There are several web sites that allow individuals to post their information. Some require payment and provide assistance in publishing your information, others are free of charge and with a moderate amount of technological experience, and the average computer user can post the information themselves.
Attached is an article I found of interest on the subject. Enjoy!
Visual Resumes – Do You Have Yours?
The job hunting world is continually changing, driven primarily by advancements in technology and leveraging the Internet. We’ve seen the world of snail mail and “pounding the pavement” replaced by emails, job boards and hundreds of job posting sites. One of the more recent additions to the job search world is the introduction of “visual resumes”. This relatively new twist on job search is still in its infancy and it’s not clear yet how popular this trend will become, but time will tell.
So what is a visual resume? It is an online professional marketing brochure or “personal web-based brand”. Rather than sending your Word or text resume to potential employers, you would direct them to your web-based resume. This is a new wild card and those who are creative are likely to create the most “eye catching” resumes. For those who are ready to give this a try, there are a few of options available. Today’s post will review some visual resume sites and resources.
VisualCV – We can’t cover this topic without reviewing VisualcCV.com which, as best I can tell, is the best known visual resume site. The site offers a tour as well as examples. The tour gives an overview of how to create your visual resume and what is generally included. You can embed almost any type of media as well as hyperlinks to your personal website or social site profile (like LinkedIn). The service is free.
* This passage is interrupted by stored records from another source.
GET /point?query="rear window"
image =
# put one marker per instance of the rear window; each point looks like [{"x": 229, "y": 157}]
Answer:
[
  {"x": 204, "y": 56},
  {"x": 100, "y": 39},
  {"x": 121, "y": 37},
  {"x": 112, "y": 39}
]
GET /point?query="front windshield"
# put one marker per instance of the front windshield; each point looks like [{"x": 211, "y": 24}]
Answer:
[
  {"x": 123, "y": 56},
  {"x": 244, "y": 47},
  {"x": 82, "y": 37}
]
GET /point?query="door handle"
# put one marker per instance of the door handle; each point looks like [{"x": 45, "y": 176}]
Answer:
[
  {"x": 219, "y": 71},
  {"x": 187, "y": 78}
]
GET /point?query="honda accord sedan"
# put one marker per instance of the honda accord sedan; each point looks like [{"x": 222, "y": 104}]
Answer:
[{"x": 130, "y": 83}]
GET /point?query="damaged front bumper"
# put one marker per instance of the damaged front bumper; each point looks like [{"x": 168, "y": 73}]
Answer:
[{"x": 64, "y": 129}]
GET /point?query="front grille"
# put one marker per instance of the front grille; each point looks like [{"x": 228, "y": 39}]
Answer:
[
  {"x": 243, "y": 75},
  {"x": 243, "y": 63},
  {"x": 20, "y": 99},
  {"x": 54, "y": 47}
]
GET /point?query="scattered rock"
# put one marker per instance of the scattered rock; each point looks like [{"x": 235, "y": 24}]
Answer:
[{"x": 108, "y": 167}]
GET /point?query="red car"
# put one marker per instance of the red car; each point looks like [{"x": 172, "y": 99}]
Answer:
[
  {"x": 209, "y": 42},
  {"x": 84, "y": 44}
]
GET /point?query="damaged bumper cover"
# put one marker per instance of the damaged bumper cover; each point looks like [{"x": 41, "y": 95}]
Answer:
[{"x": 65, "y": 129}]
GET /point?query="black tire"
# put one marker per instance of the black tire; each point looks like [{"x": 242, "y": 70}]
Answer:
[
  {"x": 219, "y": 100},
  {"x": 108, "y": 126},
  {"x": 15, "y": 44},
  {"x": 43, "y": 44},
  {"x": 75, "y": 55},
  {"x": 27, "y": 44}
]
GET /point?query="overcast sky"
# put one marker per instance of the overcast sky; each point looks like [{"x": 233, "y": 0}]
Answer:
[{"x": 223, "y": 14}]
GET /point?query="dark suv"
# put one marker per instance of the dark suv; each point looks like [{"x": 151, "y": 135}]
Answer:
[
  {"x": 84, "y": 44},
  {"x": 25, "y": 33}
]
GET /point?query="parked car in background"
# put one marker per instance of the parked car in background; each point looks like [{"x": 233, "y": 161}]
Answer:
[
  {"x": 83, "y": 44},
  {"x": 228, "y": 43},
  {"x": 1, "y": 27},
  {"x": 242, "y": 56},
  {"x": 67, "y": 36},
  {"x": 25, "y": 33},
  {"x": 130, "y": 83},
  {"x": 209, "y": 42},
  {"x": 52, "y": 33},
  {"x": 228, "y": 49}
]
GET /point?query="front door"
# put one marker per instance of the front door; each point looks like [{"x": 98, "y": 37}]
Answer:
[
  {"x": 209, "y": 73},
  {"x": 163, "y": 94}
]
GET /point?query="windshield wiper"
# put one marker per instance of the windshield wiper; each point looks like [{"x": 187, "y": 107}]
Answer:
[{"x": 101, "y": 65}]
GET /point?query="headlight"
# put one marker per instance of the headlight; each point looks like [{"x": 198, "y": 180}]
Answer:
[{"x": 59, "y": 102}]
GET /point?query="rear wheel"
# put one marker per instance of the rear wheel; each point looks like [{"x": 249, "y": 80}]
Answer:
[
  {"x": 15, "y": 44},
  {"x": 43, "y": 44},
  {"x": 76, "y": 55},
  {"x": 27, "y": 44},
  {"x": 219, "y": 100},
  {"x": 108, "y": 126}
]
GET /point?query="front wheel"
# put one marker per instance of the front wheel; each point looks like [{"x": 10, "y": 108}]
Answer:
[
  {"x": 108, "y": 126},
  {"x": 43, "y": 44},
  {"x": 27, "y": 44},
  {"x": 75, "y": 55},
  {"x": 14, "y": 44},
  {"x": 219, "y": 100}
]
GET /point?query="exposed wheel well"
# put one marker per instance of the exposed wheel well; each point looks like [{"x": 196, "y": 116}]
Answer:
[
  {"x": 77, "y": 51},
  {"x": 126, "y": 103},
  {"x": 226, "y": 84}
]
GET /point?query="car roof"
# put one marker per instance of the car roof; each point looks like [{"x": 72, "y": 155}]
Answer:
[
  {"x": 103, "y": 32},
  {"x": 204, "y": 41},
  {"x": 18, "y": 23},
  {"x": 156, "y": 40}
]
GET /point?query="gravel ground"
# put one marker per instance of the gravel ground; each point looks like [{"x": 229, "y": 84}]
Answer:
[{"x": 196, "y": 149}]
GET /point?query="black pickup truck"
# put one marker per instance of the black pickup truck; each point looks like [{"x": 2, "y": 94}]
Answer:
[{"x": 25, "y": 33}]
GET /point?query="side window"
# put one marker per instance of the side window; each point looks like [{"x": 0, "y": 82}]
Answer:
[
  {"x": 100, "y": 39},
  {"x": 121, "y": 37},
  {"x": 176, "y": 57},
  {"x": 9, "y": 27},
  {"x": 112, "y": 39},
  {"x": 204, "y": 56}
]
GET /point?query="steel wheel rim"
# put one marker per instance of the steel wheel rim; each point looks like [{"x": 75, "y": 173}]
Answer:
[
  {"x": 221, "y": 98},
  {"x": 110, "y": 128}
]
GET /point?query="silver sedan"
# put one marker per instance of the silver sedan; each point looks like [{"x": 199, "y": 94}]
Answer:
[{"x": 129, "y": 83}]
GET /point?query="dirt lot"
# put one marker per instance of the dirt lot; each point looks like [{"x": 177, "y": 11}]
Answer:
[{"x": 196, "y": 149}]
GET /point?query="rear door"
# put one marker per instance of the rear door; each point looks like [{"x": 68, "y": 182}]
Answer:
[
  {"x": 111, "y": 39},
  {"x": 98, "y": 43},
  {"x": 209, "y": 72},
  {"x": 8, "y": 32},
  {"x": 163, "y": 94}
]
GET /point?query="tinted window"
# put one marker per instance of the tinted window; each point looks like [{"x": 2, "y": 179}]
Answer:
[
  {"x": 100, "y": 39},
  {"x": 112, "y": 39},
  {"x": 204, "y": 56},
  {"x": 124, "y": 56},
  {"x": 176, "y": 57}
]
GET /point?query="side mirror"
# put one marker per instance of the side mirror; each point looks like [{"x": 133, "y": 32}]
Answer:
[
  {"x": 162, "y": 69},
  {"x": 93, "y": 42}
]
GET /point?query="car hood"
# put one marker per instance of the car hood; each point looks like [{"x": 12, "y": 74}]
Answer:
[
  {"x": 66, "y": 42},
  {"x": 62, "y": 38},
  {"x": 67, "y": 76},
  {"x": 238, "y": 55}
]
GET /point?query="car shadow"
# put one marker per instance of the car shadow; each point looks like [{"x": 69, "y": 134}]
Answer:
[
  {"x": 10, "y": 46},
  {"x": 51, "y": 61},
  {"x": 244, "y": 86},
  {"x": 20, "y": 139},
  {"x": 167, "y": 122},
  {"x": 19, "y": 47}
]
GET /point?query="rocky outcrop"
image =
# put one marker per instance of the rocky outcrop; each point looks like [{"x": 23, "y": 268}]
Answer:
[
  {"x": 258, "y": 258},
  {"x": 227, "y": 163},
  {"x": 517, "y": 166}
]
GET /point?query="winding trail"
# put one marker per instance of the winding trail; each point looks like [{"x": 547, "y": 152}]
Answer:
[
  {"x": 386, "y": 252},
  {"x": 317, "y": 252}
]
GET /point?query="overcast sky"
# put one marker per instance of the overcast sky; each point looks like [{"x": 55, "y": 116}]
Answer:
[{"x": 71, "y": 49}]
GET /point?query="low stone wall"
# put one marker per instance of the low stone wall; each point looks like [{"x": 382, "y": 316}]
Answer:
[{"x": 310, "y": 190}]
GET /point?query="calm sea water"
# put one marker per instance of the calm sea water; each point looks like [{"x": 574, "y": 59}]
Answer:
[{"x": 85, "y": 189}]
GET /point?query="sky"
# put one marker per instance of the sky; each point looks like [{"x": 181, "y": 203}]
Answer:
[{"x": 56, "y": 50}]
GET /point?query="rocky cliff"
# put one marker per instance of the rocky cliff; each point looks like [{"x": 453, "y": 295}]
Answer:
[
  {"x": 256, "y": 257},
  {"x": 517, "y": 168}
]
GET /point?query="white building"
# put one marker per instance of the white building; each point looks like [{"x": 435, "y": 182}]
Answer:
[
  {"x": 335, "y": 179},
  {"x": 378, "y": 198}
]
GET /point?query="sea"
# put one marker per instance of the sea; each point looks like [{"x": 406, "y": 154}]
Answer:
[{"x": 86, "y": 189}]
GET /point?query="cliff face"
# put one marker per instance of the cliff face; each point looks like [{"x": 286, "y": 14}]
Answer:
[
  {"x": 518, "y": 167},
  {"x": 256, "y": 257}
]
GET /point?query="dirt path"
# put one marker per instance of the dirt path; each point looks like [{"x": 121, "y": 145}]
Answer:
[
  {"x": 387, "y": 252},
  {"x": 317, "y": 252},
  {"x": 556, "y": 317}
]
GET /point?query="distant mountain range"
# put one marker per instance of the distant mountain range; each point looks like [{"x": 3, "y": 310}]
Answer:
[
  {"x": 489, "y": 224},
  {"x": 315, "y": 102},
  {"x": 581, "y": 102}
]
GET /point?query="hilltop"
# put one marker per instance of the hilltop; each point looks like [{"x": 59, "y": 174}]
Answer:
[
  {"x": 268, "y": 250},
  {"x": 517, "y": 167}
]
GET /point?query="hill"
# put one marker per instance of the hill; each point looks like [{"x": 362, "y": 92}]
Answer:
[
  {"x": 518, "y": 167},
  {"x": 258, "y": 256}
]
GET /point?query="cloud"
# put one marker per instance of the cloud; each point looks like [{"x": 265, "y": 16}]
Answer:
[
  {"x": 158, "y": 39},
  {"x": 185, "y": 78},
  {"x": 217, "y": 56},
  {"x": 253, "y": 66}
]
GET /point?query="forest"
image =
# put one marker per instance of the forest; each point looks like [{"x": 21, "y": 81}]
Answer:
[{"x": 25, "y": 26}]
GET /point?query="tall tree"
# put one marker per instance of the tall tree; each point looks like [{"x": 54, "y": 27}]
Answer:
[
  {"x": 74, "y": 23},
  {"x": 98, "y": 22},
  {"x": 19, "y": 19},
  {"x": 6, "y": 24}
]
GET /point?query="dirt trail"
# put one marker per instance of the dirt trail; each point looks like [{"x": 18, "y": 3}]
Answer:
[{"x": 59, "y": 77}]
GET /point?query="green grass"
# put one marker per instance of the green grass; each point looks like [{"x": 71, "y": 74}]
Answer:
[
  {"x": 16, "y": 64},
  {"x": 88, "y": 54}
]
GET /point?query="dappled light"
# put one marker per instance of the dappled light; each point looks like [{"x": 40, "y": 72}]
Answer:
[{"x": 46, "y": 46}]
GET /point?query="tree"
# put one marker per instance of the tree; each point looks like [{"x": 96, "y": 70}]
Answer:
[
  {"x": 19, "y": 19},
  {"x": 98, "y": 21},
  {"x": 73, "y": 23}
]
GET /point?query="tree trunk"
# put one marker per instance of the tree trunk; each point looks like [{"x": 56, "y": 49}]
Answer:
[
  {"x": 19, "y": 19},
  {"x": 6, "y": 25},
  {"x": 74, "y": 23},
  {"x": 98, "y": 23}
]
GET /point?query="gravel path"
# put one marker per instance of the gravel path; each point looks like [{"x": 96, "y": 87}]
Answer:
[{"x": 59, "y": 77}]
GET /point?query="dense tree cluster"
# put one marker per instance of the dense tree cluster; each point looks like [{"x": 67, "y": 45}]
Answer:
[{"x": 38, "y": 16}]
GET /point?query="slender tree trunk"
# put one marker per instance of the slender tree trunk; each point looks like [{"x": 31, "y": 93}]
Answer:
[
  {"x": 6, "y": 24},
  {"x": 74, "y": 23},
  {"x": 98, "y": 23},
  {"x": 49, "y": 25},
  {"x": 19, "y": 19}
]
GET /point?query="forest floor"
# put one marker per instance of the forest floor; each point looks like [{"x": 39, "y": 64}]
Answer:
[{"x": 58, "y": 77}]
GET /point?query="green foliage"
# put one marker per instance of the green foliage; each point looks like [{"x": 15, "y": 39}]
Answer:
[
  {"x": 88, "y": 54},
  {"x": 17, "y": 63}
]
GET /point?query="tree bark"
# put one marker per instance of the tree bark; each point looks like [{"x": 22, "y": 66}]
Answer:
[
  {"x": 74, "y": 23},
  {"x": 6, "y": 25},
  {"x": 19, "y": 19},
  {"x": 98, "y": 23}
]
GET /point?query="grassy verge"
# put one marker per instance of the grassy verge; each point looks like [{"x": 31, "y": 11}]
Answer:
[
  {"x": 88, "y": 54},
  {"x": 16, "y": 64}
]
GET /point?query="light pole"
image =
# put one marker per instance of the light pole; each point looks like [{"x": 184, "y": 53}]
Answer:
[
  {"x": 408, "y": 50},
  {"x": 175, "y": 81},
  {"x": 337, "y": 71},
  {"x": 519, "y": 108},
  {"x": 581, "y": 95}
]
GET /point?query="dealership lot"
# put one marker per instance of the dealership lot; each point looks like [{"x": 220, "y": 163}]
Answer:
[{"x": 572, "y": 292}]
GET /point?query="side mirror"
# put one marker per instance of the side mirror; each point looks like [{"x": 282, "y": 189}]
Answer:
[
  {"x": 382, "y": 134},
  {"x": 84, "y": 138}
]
It is worth looking at the examples before creating your own visual resume as they will give you some ideas as to what might work best for you.
NavAgility – This site helps you create a social timeline which, in today’s example, would be a resume timeline. The site provides background on “What’s in it for me” and “How does it Work” as well as providing an example of a CareerPath Timeline (resume timeline). The look and feel of NavAgility’s CareerPath Timeline is more graphical and less of an online marketing brochure. Using the example provided, you view a career timeline and can click through the details to see additional information. It’s an interesting format, although my personal preference is the format used by VisualCV.
Visual Resume – This site was created on Ning.com and provides an alternative way to create a visual resume. Basically, you create a visual resume using slideshare.net and use this site to embed your virtual resume. Since Ning.com enables the creation of your own social network, my assumption is that this site will become a repository for visual resumes and another visual resume alternative.